Cache-contexten die afhankelijk zijn van configuratie die kan veranderen, kunnen cachemetadata binden: cache-tags en max-age. Wanneer een context geoptimaliseerd wordt, worden de tags geassocieerd, zodat wijzigingen in permissies alsnog de cache ongeldig maken.
Een complexer voorbeeld: node grants. Ze gelden voor specifieke gebruikers, dus de context is user.node_grants. Maar node grants kunnen zeer dynamisch zijn, dus vaak met max-age = 0 (nooit cachen). Dus: optimize([user, user.node_grants]) = [user, user.node_grants].
Hoe herkennen, bepalen en maken?
Cache-contexten zijn services met de tag cache.context.

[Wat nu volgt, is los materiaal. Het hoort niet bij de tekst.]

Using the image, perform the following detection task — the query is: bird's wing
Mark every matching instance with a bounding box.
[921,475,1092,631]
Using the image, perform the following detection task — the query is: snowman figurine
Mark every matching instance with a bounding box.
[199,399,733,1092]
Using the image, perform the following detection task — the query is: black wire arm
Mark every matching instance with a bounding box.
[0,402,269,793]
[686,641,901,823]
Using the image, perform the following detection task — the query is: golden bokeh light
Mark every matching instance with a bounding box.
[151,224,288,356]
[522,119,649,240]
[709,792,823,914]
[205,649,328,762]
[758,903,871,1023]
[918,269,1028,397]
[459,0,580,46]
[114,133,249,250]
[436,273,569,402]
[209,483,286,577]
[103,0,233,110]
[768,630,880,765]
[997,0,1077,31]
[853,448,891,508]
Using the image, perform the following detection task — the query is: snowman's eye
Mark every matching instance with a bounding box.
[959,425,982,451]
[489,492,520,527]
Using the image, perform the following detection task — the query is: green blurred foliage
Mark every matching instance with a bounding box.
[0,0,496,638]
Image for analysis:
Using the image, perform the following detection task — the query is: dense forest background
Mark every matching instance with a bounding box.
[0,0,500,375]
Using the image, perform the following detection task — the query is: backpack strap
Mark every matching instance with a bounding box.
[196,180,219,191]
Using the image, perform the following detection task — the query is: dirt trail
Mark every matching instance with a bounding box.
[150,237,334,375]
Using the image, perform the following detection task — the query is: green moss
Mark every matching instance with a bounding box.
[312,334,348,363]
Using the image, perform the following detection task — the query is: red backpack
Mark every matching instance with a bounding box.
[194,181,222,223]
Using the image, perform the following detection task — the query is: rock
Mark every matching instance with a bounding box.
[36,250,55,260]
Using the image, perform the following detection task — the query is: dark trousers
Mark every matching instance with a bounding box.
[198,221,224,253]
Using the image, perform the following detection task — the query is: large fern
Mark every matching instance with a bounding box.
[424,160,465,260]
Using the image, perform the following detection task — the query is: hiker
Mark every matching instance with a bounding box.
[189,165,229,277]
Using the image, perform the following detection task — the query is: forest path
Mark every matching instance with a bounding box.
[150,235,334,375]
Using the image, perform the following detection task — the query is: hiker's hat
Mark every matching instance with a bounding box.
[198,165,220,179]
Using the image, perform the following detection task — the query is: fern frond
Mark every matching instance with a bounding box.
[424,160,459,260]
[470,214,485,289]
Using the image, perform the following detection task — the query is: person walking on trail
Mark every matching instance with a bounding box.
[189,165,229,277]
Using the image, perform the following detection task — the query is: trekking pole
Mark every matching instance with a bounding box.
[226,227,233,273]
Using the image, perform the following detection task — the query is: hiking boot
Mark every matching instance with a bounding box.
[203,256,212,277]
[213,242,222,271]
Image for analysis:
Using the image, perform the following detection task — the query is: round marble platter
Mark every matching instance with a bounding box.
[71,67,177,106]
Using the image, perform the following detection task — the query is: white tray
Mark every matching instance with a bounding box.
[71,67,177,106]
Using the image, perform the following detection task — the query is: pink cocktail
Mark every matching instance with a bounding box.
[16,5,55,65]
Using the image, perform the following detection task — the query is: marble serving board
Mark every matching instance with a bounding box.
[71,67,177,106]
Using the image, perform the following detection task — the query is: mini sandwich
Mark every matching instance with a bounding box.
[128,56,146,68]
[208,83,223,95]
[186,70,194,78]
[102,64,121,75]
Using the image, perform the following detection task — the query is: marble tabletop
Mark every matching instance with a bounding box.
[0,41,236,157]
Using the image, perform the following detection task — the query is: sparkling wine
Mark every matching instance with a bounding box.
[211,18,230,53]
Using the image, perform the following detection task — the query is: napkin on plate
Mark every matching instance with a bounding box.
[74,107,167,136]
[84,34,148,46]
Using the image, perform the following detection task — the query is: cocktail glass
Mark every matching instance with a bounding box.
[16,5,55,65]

Elke module kan eigen cache-contexten toevoegen. Ze implementeren \Drupal\Core\Cache\Context\CacheContextInterface of \Drupal\Core\Cache\Context\CalculatedCacheContextInterface (voor contexten die parameters accepteren).
Alle implementaties vind je door CacheContextInterface te zoeken in je IDE, of via de Drupal Console:
$ drupal debug:cache:context Context ID Label Class path cookies HTTP-Cookies Drupal\Core\Cache\Context\CookiesCacheContext headers HTTP-Header Drupal\Core\Cache\Context\HeadersCacheContext ip IP-adres Drupal\Core\Cache\Context\IpCacheContext languages Language Drupal\Core\Cache\Context\LanguagesCacheContext request_format Requestformat Drupal\Core\Cache\Context\RequestFormatCacheContext route Route Drupal\Core\Cache\Context\RouteCacheContext route.book_navigation Boeknavigatie Drupal\book\Cache\BookNavigationCacheContext route.menu_active_trails Actief menupad Drupal\Core\Cache\Context\MenuActiveTrailsCacheContext
In de klasse zie je een commentaar zoals:
Cache context ID: 'user'.
Dat betekent dat 'user' de context is die je in code kan gebruiken. Je kan ook de *.services.yml bekijken om de service-ID te vinden.
De service-ID is gestandaardiseerd: altijd cache_context. + parent + child. Bijvoorbeeld:
cache_context.route.book_navigation:
class: Drupal\book\Cache\BookNavigationCacheContext
arguments: ['@request_stack']
tags:
- { name: cache.context }
Dit definieert de context route.book_navigation.
Debugging
Een cache-item met keys ['foo', 'bar'] en contexten ['languages:language_interface', 'user.permissions', 'route'] resulteert in een CID:
foo:bar:[languages:language_interface]=en:[user.permissions]=HASH:[route]=myroute.ROUTE_PARAMS_HASH
- Cachekeys eerst, in opgegeven volgorde
- Daarna cache-contexten in alfabetische volgorde, als
[context]=waarde - Alles gescheiden door dubbele punten
Zo kan je caches makkelijker analyseren en debuggen!
Headers (debug)
Je kan de header X-Drupal-Cache-Contexts bekijken om te zien van welke contexten een response afhangt.
Dynamische page cache
Dankzij cache-contexten levert Drupal 8 standaard de Dynamic Page Cache module mee (vroeger "Smart Cache").
Interne page cache
De Internal Page Cache module gaat ervan uit dat alle pagina’s voor anonieme gebruikers identiek zijn. Als je cache-contexten wilt gebruiken voor contentvariatie bij anonieme gebruikers, moet je deze module uitschakelen, wat impact kan hebben op de prestaties.